Embecta’s revenue declined 14.4% in fiscal Q2 2026 to $221.8 million, compared with $259 million in the same period a year earlier. The company reported weaker U.S. revenue, while international revenue showed more resilience on a reported basis.
S&P Global expects continued revenue pressure, although debt reduction through cash flow remains an important part of the company’s financial outlook. For investors, Embecta remains a high-risk dividend name because revenue pressure and competitive challenges could continue to weigh on sentiment.
1. John Marshall Bancorp (JMSB): Strong Earnings and Capital Position Stand Out
John Marshall Bancorp (NASDAQ: JMSB) continues to show strong performance across several key financial metrics. The company reported a 27% year-over-year increase in net income, supported by continued expansion of the net interest margin, core deposit growth, and loan growth.
Net interest margin improved for the eighth consecutive quarter, rising 29 basis points from the first quarter of 2025 to the first quarter of 2026. The company also reported $103 million in loan growth over the past 12 months.
John Marshall Bancorp maintains a strong capital position, with a total risk-based capital ratio of 16.5%. The company has also supported shareholder returns through dividends and share repurchases.

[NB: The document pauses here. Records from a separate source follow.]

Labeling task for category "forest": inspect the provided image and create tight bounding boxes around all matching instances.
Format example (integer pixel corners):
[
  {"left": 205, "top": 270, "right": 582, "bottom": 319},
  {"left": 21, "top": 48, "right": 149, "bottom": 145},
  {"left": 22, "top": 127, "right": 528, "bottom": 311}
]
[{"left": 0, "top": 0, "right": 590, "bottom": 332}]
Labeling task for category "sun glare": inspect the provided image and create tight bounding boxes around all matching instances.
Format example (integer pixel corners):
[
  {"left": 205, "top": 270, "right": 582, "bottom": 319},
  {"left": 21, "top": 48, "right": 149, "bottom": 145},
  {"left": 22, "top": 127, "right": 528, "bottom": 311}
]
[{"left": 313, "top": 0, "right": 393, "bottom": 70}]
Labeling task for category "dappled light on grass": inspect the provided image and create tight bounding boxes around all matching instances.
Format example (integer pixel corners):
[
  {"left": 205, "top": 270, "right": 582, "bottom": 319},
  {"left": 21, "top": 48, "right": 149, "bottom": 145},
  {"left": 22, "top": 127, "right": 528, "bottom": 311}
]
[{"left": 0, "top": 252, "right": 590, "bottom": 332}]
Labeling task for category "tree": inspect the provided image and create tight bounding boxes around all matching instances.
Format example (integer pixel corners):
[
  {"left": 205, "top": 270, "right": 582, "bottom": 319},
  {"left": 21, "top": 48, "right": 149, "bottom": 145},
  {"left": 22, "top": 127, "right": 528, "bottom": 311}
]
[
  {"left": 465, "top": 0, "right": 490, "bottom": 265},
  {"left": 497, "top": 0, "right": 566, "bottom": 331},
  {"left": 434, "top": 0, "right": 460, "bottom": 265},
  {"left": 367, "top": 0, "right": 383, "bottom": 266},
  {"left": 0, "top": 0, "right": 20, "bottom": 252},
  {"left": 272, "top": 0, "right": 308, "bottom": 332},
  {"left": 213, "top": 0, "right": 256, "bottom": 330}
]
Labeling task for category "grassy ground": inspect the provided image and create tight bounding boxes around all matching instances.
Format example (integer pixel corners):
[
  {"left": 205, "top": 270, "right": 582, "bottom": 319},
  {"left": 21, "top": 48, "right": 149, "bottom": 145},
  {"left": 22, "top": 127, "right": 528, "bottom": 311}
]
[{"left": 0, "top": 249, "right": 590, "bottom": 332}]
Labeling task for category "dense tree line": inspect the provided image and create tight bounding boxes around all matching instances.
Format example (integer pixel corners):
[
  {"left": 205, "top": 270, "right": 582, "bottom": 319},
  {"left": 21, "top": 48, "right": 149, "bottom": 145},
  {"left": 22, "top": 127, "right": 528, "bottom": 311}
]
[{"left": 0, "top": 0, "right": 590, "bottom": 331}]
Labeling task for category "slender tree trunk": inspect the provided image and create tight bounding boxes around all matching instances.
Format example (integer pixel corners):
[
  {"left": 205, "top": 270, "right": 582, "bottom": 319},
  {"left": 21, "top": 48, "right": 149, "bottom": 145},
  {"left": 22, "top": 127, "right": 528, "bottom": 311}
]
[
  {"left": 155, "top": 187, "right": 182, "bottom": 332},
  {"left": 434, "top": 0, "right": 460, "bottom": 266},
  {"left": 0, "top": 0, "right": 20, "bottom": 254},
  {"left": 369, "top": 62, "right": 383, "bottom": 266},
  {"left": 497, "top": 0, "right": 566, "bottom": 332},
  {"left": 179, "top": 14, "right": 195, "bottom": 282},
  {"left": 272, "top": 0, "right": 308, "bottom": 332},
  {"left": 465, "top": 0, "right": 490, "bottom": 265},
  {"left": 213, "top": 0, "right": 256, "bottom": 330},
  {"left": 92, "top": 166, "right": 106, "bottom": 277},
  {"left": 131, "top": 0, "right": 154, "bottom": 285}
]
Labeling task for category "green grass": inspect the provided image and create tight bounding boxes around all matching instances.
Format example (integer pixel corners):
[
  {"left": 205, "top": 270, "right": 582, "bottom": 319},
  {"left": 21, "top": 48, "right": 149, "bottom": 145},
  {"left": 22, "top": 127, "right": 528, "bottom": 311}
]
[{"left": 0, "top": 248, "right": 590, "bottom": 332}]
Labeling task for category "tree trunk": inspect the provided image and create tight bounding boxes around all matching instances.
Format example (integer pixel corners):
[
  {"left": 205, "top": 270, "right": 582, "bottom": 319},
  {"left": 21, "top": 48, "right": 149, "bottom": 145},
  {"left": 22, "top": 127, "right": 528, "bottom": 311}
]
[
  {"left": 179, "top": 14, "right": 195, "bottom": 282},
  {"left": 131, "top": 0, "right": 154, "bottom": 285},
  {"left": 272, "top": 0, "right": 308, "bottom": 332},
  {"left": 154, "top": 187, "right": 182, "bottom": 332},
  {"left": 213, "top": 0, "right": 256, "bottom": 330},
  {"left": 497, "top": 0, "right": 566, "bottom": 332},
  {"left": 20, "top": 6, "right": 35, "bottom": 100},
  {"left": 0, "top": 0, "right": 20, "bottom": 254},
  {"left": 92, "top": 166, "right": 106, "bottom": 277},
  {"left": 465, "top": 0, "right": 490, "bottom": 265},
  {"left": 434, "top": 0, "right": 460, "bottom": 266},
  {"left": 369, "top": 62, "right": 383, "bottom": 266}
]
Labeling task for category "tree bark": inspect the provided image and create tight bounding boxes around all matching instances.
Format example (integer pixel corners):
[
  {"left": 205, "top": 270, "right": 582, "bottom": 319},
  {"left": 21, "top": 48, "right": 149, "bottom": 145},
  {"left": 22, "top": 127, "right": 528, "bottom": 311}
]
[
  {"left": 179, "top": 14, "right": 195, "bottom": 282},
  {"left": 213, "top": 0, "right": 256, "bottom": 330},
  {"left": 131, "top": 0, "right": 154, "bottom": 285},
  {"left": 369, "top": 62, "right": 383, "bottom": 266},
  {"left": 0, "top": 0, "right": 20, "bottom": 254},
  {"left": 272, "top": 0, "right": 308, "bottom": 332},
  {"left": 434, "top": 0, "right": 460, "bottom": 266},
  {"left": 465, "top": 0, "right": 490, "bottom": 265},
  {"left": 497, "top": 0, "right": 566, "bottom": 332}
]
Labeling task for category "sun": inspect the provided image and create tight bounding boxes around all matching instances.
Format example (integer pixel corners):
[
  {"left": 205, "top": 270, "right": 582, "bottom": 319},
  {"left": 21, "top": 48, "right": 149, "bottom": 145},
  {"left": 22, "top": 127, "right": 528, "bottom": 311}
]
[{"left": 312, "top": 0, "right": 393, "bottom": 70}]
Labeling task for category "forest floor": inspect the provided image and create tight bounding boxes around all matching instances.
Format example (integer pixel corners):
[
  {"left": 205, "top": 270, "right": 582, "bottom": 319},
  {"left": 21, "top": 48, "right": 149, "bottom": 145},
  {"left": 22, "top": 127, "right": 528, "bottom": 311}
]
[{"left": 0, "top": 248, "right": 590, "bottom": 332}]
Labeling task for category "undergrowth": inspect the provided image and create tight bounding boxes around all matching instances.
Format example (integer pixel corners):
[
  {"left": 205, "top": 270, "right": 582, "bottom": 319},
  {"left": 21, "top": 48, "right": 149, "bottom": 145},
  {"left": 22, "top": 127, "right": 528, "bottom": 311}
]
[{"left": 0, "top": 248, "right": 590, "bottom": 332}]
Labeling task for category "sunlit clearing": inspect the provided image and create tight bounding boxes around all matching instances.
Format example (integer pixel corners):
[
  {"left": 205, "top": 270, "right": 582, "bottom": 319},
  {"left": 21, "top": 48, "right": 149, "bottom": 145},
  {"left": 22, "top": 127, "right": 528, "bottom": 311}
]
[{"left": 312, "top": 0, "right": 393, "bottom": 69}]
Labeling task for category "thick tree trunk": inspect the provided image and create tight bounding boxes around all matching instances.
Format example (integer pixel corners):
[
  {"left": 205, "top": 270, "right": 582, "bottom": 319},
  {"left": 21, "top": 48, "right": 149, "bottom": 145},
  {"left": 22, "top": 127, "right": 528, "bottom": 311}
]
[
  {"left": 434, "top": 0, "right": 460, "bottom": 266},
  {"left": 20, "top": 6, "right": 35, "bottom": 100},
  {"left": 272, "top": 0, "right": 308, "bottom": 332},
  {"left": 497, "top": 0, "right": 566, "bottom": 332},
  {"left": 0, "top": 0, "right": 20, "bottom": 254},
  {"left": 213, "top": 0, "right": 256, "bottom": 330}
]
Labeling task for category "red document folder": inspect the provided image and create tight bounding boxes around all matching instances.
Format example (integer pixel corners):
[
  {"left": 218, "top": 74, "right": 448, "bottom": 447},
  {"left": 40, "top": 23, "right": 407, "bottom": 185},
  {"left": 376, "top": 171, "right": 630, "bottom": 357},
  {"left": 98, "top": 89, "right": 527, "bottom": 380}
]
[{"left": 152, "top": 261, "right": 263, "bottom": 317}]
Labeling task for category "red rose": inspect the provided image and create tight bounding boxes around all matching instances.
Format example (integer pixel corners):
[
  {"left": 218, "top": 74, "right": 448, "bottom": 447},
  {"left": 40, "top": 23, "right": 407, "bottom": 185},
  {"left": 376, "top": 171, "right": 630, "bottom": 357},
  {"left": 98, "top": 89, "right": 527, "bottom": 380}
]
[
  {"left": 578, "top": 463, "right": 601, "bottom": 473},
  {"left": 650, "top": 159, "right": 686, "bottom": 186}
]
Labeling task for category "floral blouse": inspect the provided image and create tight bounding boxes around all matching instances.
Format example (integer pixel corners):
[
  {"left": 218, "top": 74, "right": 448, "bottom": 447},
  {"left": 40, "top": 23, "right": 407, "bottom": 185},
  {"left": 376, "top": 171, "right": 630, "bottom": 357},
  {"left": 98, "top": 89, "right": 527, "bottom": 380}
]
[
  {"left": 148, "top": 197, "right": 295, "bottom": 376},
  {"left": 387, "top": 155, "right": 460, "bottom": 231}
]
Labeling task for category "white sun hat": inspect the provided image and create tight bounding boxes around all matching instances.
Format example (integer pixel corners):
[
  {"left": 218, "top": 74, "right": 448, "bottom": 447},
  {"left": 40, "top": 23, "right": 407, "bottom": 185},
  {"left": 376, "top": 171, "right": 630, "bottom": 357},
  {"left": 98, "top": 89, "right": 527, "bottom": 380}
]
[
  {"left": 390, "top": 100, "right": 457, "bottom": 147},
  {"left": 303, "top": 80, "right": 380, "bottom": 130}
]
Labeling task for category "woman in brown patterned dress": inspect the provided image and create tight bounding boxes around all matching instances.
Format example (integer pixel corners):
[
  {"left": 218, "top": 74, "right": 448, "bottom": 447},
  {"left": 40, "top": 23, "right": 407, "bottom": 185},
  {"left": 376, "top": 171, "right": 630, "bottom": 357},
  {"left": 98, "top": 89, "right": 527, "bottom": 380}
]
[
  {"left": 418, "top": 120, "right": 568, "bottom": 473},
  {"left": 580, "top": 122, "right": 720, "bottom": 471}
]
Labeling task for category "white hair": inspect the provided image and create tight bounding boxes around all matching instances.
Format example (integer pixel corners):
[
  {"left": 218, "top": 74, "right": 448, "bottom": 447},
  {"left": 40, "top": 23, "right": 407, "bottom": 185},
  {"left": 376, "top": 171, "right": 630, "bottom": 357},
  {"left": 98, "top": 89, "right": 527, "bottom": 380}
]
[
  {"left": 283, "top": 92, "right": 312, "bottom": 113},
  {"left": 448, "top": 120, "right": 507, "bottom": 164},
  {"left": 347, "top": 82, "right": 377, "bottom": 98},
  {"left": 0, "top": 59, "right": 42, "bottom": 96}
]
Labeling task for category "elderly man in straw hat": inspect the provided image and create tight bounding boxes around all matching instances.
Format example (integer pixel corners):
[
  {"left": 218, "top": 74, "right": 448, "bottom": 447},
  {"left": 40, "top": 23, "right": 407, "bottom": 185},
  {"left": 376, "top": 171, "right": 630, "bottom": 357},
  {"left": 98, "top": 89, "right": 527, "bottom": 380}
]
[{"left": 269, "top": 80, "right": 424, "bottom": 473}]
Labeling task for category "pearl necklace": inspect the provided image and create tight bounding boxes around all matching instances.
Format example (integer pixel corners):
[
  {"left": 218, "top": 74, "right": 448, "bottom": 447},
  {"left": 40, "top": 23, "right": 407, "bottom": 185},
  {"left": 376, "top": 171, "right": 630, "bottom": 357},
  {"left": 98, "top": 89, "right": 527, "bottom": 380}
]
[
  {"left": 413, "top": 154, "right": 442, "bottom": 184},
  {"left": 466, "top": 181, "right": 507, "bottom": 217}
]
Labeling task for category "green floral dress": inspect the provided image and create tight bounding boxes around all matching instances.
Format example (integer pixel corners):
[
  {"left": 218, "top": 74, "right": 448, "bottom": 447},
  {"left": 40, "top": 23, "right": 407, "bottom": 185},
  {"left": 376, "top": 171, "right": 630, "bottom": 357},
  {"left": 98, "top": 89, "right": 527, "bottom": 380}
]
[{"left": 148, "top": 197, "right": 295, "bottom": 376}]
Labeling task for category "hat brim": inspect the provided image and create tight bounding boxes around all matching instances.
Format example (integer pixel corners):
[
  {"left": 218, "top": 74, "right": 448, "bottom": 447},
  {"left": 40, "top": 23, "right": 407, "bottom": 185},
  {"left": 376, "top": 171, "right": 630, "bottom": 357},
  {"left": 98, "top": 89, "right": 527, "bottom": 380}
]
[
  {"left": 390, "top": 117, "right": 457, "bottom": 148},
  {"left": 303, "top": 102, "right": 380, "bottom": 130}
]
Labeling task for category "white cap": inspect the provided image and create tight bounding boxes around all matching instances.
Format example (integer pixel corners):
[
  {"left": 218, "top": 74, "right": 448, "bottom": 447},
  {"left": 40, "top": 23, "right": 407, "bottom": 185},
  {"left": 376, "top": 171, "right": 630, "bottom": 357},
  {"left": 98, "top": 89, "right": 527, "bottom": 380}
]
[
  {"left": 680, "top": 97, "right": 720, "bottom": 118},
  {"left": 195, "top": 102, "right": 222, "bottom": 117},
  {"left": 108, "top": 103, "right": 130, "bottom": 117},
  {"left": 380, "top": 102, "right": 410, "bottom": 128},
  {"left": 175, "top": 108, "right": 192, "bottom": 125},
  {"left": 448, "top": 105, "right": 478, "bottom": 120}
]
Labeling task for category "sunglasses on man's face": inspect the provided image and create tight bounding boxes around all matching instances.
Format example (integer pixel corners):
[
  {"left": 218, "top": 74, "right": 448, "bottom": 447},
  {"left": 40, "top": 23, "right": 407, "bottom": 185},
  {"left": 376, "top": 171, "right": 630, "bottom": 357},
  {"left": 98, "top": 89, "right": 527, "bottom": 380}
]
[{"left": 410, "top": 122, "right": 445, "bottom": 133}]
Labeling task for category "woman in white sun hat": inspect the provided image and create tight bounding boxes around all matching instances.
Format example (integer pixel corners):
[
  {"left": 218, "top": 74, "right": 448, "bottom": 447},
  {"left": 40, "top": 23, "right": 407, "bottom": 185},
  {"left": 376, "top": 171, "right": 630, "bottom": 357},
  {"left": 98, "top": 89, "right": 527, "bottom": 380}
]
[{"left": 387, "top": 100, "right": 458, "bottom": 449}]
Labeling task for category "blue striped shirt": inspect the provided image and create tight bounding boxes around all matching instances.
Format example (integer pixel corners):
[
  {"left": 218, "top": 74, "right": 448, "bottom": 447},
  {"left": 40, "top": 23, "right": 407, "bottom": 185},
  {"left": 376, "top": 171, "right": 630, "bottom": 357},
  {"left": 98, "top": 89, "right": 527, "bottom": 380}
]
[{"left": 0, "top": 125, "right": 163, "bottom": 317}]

Final View on These Small-Cap Dividend Stocks
These nine small-cap and micro-cap dividend stocks show a clear divide between companies with improving momentum and those facing financial or operational pressure.
John Marshall Bancorp, CSP Inc., and Lifetime Brands are showing stronger earnings trends, better demand, or improving execution. Evolution Petroleum continues to protect its dividend record despite commodity and operating headwinds. Modiv Industrial highlights how smaller companies can become acquisition targets when valuation gaps appear.
On the other hand, Embecta, Clarus, and LifeVantage are dealing with revenue pressure, weaker demand, or strategic uncertainty.
Small-cap dividend investing remains volatile, but it can offer meaningful opportunities for investors willing to accept higher risk. The key is to focus on balance sheet strength, dividend sustainability, earnings quality, and whether each company has a realistic path to recovery or growth.